Hundreds of Nigerian students displaced by Boko Haram have been rejected by government schools in the capital city Abuja, local media reported. The schools have denied the children education because they lack necessary documents to be granted admission – papers they left behind along with their homes and belongings when they escaped the murderous terrorists in northern Nigeria.
The Federal Capital Territory's secondary schools are demanding original documents including birth certificate, age declaration and certificates from previous schooling before the displaced children can be admitted. The Education Resource Center in Abuja, which is in charge of all government secondary schools in the city, said the strict rules cannot be waived because many people have sought admission by faking their displacement status, the Premium Times reported.
“I can’t go back to Gwoza to get those credentials,” said Jeremiah Andrew, 17, who fled his village in Borno last year, when the northeastern state was a Boko Haram stronghold. Unable to continue his education, Andrew has taken up carpentry in Abuja to keep occupied.

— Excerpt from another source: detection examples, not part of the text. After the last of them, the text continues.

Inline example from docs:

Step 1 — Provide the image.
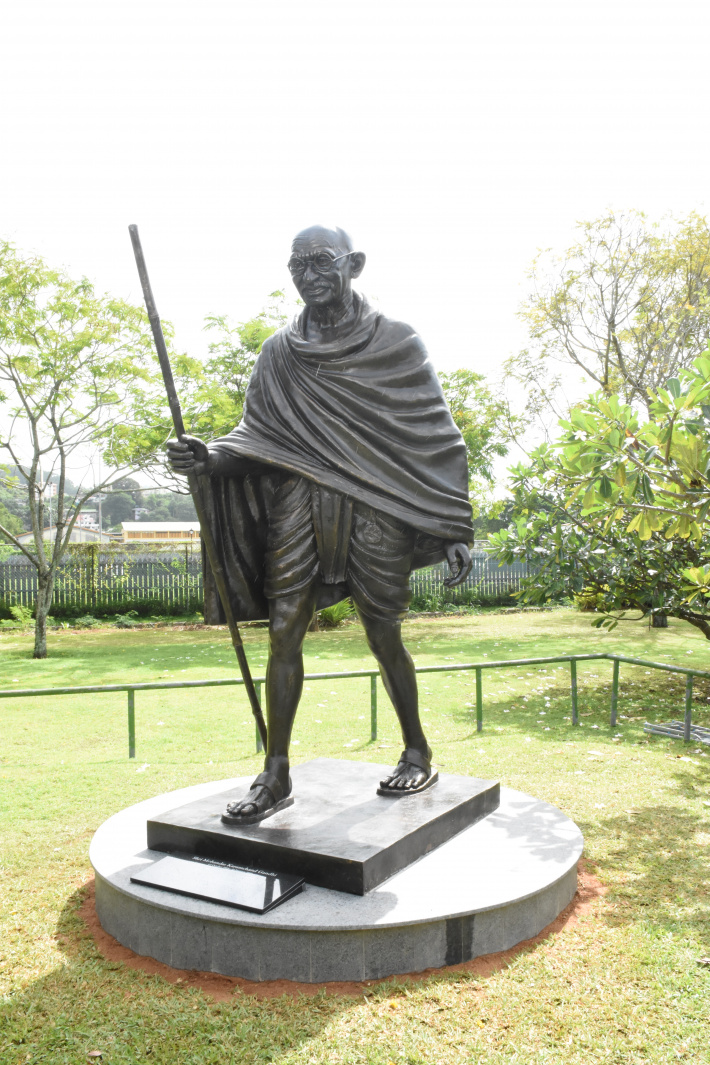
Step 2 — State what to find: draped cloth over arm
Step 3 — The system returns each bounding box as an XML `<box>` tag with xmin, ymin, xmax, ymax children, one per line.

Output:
<box><xmin>204</xmin><ymin>297</ymin><xmax>473</xmax><ymax>620</ymax></box>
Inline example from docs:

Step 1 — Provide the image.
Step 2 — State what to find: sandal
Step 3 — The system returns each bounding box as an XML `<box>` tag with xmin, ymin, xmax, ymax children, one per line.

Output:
<box><xmin>377</xmin><ymin>747</ymin><xmax>439</xmax><ymax>799</ymax></box>
<box><xmin>221</xmin><ymin>769</ymin><xmax>294</xmax><ymax>824</ymax></box>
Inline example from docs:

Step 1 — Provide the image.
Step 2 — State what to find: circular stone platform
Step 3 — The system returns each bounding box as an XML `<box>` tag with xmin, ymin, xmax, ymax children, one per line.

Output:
<box><xmin>90</xmin><ymin>777</ymin><xmax>582</xmax><ymax>983</ymax></box>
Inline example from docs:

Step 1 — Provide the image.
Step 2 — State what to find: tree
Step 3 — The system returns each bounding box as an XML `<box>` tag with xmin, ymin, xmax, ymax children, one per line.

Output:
<box><xmin>491</xmin><ymin>350</ymin><xmax>710</xmax><ymax>639</ymax></box>
<box><xmin>439</xmin><ymin>370</ymin><xmax>524</xmax><ymax>528</ymax></box>
<box><xmin>0</xmin><ymin>242</ymin><xmax>158</xmax><ymax>658</ymax></box>
<box><xmin>508</xmin><ymin>211</ymin><xmax>710</xmax><ymax>417</ymax></box>
<box><xmin>101</xmin><ymin>486</ymin><xmax>135</xmax><ymax>526</ymax></box>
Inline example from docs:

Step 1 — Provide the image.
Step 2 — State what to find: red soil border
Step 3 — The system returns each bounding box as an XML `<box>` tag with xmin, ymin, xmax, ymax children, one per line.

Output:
<box><xmin>73</xmin><ymin>858</ymin><xmax>606</xmax><ymax>1002</ymax></box>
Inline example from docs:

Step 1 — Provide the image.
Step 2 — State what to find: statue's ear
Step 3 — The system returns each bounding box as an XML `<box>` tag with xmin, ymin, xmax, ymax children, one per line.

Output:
<box><xmin>350</xmin><ymin>251</ymin><xmax>366</xmax><ymax>277</ymax></box>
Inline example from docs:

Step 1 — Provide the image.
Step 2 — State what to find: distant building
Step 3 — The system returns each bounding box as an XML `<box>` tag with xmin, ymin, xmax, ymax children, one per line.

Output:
<box><xmin>120</xmin><ymin>522</ymin><xmax>200</xmax><ymax>543</ymax></box>
<box><xmin>17</xmin><ymin>522</ymin><xmax>115</xmax><ymax>543</ymax></box>
<box><xmin>77</xmin><ymin>510</ymin><xmax>99</xmax><ymax>530</ymax></box>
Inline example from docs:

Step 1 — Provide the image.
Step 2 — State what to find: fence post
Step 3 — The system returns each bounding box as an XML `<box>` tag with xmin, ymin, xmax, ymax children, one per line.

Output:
<box><xmin>569</xmin><ymin>658</ymin><xmax>579</xmax><ymax>725</ymax></box>
<box><xmin>611</xmin><ymin>658</ymin><xmax>618</xmax><ymax>728</ymax></box>
<box><xmin>476</xmin><ymin>667</ymin><xmax>483</xmax><ymax>732</ymax></box>
<box><xmin>254</xmin><ymin>681</ymin><xmax>264</xmax><ymax>754</ymax></box>
<box><xmin>683</xmin><ymin>673</ymin><xmax>693</xmax><ymax>743</ymax></box>
<box><xmin>128</xmin><ymin>688</ymin><xmax>135</xmax><ymax>758</ymax></box>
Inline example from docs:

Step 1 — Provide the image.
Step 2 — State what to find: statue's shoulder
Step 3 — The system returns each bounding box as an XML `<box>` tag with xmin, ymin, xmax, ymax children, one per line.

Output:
<box><xmin>377</xmin><ymin>314</ymin><xmax>427</xmax><ymax>355</ymax></box>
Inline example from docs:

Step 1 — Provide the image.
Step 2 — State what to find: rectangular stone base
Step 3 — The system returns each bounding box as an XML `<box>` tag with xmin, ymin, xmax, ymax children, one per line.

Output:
<box><xmin>148</xmin><ymin>758</ymin><xmax>500</xmax><ymax>895</ymax></box>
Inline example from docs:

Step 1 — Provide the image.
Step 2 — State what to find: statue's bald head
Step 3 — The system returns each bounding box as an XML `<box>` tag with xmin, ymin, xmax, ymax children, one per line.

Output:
<box><xmin>292</xmin><ymin>226</ymin><xmax>354</xmax><ymax>255</ymax></box>
<box><xmin>288</xmin><ymin>226</ymin><xmax>365</xmax><ymax>307</ymax></box>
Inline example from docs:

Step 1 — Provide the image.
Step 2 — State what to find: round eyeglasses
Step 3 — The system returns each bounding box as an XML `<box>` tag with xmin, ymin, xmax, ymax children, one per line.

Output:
<box><xmin>287</xmin><ymin>251</ymin><xmax>352</xmax><ymax>277</ymax></box>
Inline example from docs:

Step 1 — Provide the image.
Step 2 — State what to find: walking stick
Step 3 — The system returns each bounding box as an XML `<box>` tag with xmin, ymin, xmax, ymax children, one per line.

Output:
<box><xmin>128</xmin><ymin>226</ymin><xmax>266</xmax><ymax>749</ymax></box>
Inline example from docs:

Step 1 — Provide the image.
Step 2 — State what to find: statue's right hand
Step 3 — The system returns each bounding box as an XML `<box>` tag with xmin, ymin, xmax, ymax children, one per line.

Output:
<box><xmin>165</xmin><ymin>437</ymin><xmax>210</xmax><ymax>477</ymax></box>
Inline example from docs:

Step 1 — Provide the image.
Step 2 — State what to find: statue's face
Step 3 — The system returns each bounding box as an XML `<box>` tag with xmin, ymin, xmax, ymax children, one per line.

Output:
<box><xmin>288</xmin><ymin>226</ymin><xmax>365</xmax><ymax>307</ymax></box>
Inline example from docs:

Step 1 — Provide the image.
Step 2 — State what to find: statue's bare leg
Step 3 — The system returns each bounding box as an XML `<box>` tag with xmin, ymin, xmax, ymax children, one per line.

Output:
<box><xmin>227</xmin><ymin>585</ymin><xmax>318</xmax><ymax>821</ymax></box>
<box><xmin>360</xmin><ymin>613</ymin><xmax>431</xmax><ymax>791</ymax></box>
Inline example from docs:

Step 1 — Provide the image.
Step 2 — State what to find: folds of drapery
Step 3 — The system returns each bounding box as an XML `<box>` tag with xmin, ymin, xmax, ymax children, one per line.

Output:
<box><xmin>196</xmin><ymin>297</ymin><xmax>473</xmax><ymax>621</ymax></box>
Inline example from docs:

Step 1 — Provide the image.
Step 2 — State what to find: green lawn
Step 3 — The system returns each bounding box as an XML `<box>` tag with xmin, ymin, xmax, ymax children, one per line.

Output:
<box><xmin>0</xmin><ymin>610</ymin><xmax>710</xmax><ymax>1065</ymax></box>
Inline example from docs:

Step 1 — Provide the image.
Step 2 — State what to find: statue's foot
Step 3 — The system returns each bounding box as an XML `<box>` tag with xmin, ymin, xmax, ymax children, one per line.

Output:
<box><xmin>377</xmin><ymin>747</ymin><xmax>439</xmax><ymax>796</ymax></box>
<box><xmin>221</xmin><ymin>770</ymin><xmax>294</xmax><ymax>824</ymax></box>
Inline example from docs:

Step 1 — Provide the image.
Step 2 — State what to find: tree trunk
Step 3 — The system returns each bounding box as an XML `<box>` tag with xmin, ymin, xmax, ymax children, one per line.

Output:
<box><xmin>32</xmin><ymin>574</ymin><xmax>54</xmax><ymax>658</ymax></box>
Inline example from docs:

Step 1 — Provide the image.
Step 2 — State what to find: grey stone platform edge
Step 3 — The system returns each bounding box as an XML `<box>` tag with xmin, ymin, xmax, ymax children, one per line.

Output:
<box><xmin>89</xmin><ymin>779</ymin><xmax>583</xmax><ymax>983</ymax></box>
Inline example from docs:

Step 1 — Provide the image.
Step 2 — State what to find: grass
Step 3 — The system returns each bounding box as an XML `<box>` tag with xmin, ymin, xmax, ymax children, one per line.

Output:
<box><xmin>0</xmin><ymin>610</ymin><xmax>710</xmax><ymax>1065</ymax></box>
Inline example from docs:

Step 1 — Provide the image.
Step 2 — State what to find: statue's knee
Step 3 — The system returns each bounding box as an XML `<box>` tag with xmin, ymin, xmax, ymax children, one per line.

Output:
<box><xmin>366</xmin><ymin>622</ymin><xmax>403</xmax><ymax>659</ymax></box>
<box><xmin>268</xmin><ymin>604</ymin><xmax>310</xmax><ymax>656</ymax></box>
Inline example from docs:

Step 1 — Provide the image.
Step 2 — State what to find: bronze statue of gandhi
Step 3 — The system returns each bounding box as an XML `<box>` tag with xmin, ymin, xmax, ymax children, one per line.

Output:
<box><xmin>167</xmin><ymin>226</ymin><xmax>473</xmax><ymax>824</ymax></box>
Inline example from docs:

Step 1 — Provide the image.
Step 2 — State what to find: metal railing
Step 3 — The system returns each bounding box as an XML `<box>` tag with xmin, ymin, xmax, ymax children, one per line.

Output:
<box><xmin>0</xmin><ymin>653</ymin><xmax>710</xmax><ymax>758</ymax></box>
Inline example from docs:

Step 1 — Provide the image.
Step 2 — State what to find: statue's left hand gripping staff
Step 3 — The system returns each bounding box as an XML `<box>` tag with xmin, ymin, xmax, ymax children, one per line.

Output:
<box><xmin>128</xmin><ymin>226</ymin><xmax>266</xmax><ymax>748</ymax></box>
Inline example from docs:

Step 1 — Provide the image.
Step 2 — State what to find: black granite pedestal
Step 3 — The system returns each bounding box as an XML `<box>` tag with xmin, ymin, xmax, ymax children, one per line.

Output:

Many others who were rejected by a government school have no jobs and loiter around the displacement camps, the Premium Times reported.
“Not giving them an opportunity to go to school simply means they may end up as miscreants, they may end up discouraged. This is like creating more thieves,” said Shola Okpodu, group managing director of School Hunters, a marketing communications education agency in Abuja. “I see no reason why those kids should be stopped from attending schools. Some of them, from my experience, are going through depression. They are traumatized. So how do you expect them to go back to that same place they ran away from?" (to pick up documents).
More than 15,000 people have died in Nigeria since Boko Haram’s insurgency began in 2009. The Nigerian army has recaptured land from the Islamist extremists in recent months, but more than 1.5 million people forced to flee their homes were still living in internal displacement centers as of April.
Most displaced persons do not get government assistance and will remain internally displaced for 10 years or more, experts said. Displacement camps are temporary and Nigeria's federal government can only fund them for so long, while state governments are incapable of responding to the needs of thousands of internally displaced persons.